Поменяв положение, она увидела незнакомку, сидящую на своей кровати спиной к ней. Та снимала с лица бинты. Движения были медленными, методичными. Последний слой ткани упал на колени, обнажив кожу под ним. Это не были гнойные язвы или кровавые шрамы. Это были ожоги — старые, загрубевшие, покрывавшие почти всю поверхность лица, щадя лишь узкие полоски вокруг глаз и контур алых, неестественно чётких губ. Результат был не уродством и не красотой — это был ландшафт, карта страдания, где стирались все привычные границы: между безумием и ясностью, между храбростью и отчаянием, между тем, кто спасает, и тем, кого спасли. Лицо незнакомки было слепком с нового мира — неизведанным, пугающим и бесконечно одиноким. Женщина подняла руку и провела холодными пальцами по неровной поверхности своих щёк, будто читая давно знакомые строки. Она смотрела на своё отражение в запотевшем осколке зеркала, и казалось, что она видит его таким всю свою жизнь, не помня другого лица. Затем её взгляд в зеркале встретился с взглядом Саманты, но в её глазах не было смущения — лишь привычная, леденящая расчётливость.
— Разочаровала? — тихо проговорила она, не оборачиваясь, обрабатывая свежие бинты. — Любопытство порой дорого стоит. Заруби это у себя в памяти… или на своей ране.
Саманта смотрела на неё, лицо её оставалось каменным. Она снова коснулась своей раны, проверяя её реальность.
— А разве должна? — бросила она, и в её голосе прозвучала первая, хриплая нота ненависти.
— Нет. Твой гнев — чистое безрассудство, — усмехнулась женщина, и в её усмешке не было ни злобы, ни укора, лишь усталая констатация факта.
— Безрассудство?! — Саманта резко поднялась с места и, превозмогая хромоту, четырьмя быстрыми шагами приблизилась к кровати. — Ты ткнула мне в лицо раскалённой кочергой и ждёшь благодарности?
— Я спасла тебе жизнь! — незнакомка повернула к ней голову, и её голос прозвучал грозно, но пусто, как эхо. — Хотя могла не возиться и просто пристрелить. Поверь, я сделала бы это без колебаний, если бы не надежда, что зараза ещё не добралась до твоего мозга!
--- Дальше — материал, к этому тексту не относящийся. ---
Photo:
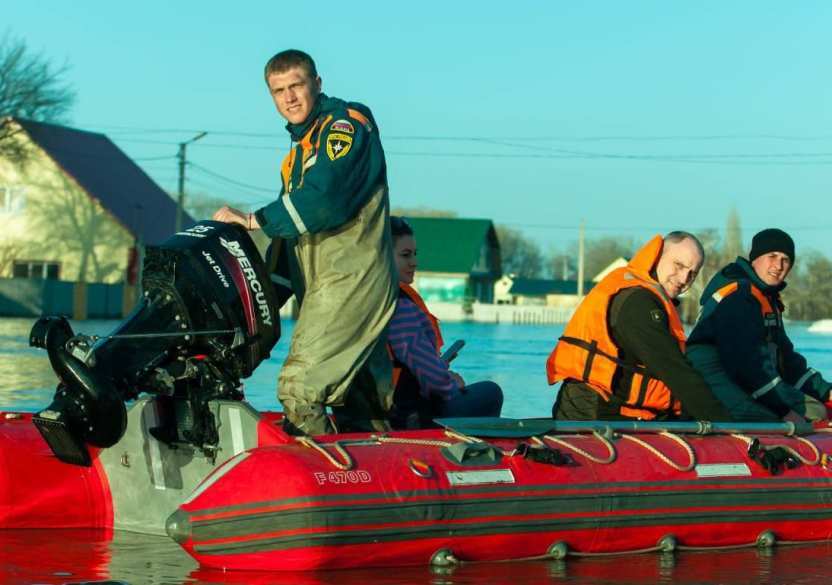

— Конечно, сделала бы, — с горькой, ядовитой насмешкой ответила Саманта, намеренно бросая слова, чтобы ранить. — Тебе ведь, по-видимому, уже нечего терять.
На секунду в убежище повисла мёртвая тишина, перемешанная с запахом пыли и въевшегося в пол засохшего гноя — липкой, необъяснимой массой, которая казалась частью самой комнаты. Затем незнакомка отвела взгляд и резко, почти по-звериному, оскалила зубы. Тишину разорвал хлёсткий звук удара — плоской ладонью она ударила Саманту по здоровой щеке, той самой, что не тронул ожог. От неожиданности и силы Саманта пошатнулась, инстинктивно схватившись за покрасневшую кожу. Слёз не было — только ледяная, беззвучная ярость, заставившая её впиться ногтями в деревянный пол с тихим, скребущим звуком.
— Ты права, мне нечего терять! — прошипела женщина, и в её голосе впервые прорвалась ярость, долго сжатая, как пружина. — Все, кто любили меня и звали Серафимой, мертвы. И умерли самой жестокой смертью. — Она сделала шаг назад, её дыхание стало резким и коротким. — У меня не было ни антибиотиков, ни стерильных инструментов. Только огонь и сталь. — Она швырнула кочергу на пол, где та звякнула и покатилась под верстак. — Я сделала то, что должна была. Если выживешь — ты сильна. Если нет — слаба и недостойна жизни в этом мире. Выбирать тебе.
Гнев в груди Саманты начал оседать, оставляя после себя пустоту — холодную и бездонную. Она гордо, с усилием поднялась с пола, не глядя на Серафиму, и молча легла на свою кровать. И только тогда, когда её тело коснулось матраса, по щекам сами собой потекли слёзы. Они жгли, разъедая края свежего ожога солёной болью. Саманта повернулась лицом к стене и закрыла его руками, чтобы больше никто — ни Серафима, ни даже она сама — не видел этой немой, унизительной агонии.
За стенами убежища бушевала гроза. Казалось, она черпала свою мощь из того мрака, что клубился сейчас в израненной душе этой женщины. Дождь хлестал по металлическому забору, смывая в темноту остатки того, что на нём висело — оторванные, почерневшие конечности Нечестивых. Металл был прочен, но его поверхность покрывали глубокие, хаотичные царапины. Следы от когтей, способных резать сталь, удавалось сдержать лишь кое-где приваренными листами. А прыгунов, тех, что пытались перемахнуть через верх, останавливала лишь грубая конструкция: вбитый над забором заострённый кол и ржавая колючая проволока, давно пропитанная насквозь кровью и смрадом.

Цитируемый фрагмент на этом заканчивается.